According to Josephus, Phanni lived as a farmer in the village Aphtha / Aphthia (Αφθα, variant Αφθια), which cannot be reliably located until his investiture. This corresponds to the place name Chabbata (חבתא) in Tosefta Yoma 1.6. The non-aristocratic origin of the last high priest is also discussed in the Tosefta . According to this source, he was a stone mason and son-in-law of Rabbi Chanina ben Gamaliel. If this marriage note is historically useful, then Phanni was by no means of as low an origin as Josephus portrays it. Seth Schwartz sees two competing traditions connected in this text: according to one, he was a simple stone cutter, according to the other, a gentleman farmer .

Choice by lot

The Zealot Party reformed the office of high priest and abolished the practice of electing the high priest from one of four aristocratic Jerusalem families since the time of Herod . Instead, the high priest was chosen by lot from among the members of the Eniachin family . A model for this practice could be 1 Chr 24.5  ZB . It is described here that the priestly families were organized by lot. According to Martin Hengel, this is not something scandalously new, as Josephus describes the process, but a reform that is important to the Zealots, the attempt to reconnect with the older tradition of the high priesthood.

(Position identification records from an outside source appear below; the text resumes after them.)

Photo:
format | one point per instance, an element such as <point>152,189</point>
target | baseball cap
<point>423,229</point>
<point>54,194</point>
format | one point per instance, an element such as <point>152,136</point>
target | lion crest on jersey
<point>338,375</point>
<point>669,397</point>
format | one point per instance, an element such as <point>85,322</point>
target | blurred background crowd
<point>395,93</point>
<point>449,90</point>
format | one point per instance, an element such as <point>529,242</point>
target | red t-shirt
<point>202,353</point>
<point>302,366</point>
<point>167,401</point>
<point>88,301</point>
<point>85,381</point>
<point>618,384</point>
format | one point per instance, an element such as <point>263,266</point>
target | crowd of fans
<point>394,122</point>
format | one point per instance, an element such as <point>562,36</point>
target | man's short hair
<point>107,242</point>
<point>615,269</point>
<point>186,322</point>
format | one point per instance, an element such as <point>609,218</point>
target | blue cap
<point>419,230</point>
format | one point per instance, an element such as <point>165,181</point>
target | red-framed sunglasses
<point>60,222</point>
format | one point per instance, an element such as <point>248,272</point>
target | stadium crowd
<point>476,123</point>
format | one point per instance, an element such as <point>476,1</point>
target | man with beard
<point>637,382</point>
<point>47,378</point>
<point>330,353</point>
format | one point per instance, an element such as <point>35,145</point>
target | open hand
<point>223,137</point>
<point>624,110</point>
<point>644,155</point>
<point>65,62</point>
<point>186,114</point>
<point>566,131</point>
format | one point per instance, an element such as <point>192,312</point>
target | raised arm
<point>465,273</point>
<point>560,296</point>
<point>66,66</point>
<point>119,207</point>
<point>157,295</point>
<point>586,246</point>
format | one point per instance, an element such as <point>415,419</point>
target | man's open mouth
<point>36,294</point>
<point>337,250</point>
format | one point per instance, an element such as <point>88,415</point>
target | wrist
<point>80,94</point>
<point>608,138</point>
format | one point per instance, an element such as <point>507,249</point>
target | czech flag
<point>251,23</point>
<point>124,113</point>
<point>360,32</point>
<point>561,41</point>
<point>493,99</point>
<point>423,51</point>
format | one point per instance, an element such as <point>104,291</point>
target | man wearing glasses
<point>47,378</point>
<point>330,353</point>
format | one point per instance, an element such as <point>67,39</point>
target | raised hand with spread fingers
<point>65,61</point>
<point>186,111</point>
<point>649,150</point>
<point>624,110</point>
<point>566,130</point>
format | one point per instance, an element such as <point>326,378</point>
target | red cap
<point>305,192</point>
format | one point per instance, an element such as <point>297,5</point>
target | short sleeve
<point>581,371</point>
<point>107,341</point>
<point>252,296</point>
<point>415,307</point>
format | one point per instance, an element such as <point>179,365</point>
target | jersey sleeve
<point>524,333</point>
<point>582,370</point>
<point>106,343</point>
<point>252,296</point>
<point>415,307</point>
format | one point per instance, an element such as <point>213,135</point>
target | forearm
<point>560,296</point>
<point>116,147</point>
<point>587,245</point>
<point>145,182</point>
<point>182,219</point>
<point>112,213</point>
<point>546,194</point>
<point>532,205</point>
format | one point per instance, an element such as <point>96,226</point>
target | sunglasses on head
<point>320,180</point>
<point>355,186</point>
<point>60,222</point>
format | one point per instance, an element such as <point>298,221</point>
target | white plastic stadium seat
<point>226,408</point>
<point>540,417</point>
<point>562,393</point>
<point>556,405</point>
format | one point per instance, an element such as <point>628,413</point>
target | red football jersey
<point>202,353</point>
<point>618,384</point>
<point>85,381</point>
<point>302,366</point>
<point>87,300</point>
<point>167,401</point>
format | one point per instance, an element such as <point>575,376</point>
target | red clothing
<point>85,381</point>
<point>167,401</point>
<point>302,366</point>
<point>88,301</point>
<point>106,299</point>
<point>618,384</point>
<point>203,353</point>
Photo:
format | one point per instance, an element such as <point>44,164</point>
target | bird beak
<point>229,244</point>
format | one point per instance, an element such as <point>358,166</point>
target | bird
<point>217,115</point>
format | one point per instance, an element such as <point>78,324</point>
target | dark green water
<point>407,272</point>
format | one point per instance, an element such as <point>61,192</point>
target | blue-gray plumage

Since Josephus certainly would not have omitted the murder or otherwise forcible removal of his predecessor Matthias in his pronounced anti-Zealotic portrayal of the Jewish War , it can be assumed that the office of high priest was vacant. According to Schwartz, Matthias may have died or fled Jerusalem.

Josephus describes the inauguration as follows: The Zealots had brought the reluctant Phanni from the country. As if for a play, the man, who knew hardly anything about the duties of the high priest, was clad in sacred robes and instructed in how to behave during his investiture. Priests who observed this process from afar would have responded with tears.

It can be assumed that Phanni remained in office until Roman soldiers captured the temple in August 70 and set it on fire, and that he was also killed in the process. Josephus reports nothing about it.

literature

  • Oliver Gussmann: The priestly understanding of Flavius ​​Josephus. (= Texts and Studies in Ancient Judaism . Volume 124). Mohr Siebeck, Tübingen 2008, ISBN 978-3-16-149562-5 .

Individual evidence

  1. Flavius ​​Josephus: Jüdische Antiquities , 20: 126-127.
  2. Tosefta Yoma 1.6.
  3. Oliver Gussmann: The Understanding of Priests by Flavius ​​Josephus , Tübingen 2008, p. 429. James VanderKam: From Joshua to Caiaphas: High Priests After the Exile , p. 489.
  4. Götz Schmitt: Settlements of Palestine in Greco-Roman Times , Wiesbaden 1995. P. 59.
  5. James VanderKam: From Joshua to Caiaphas: High Priests After the Exile , p. 489.
  6. ^ Seth Schwartz: Josephus and Judaean Politics , Brill, Leiden 1990, p. 70.
  7. James VanderKam: From Joshua to Caiaphas: High Priests After the Exile , p. 488.
  8. Martin Hengel: The Zealots. Studies on the Jewish freedom movement in the period from Herod I to 70 AD , Brill, Leiden 1976, p. 225f.
  9. ^ Seth Schwartz: Josephus and Judaean Politics , Brill, Leiden 1990, p. 74.
  10. ^ Flavius ​​Josephus: Jewish War , 4: 155–157.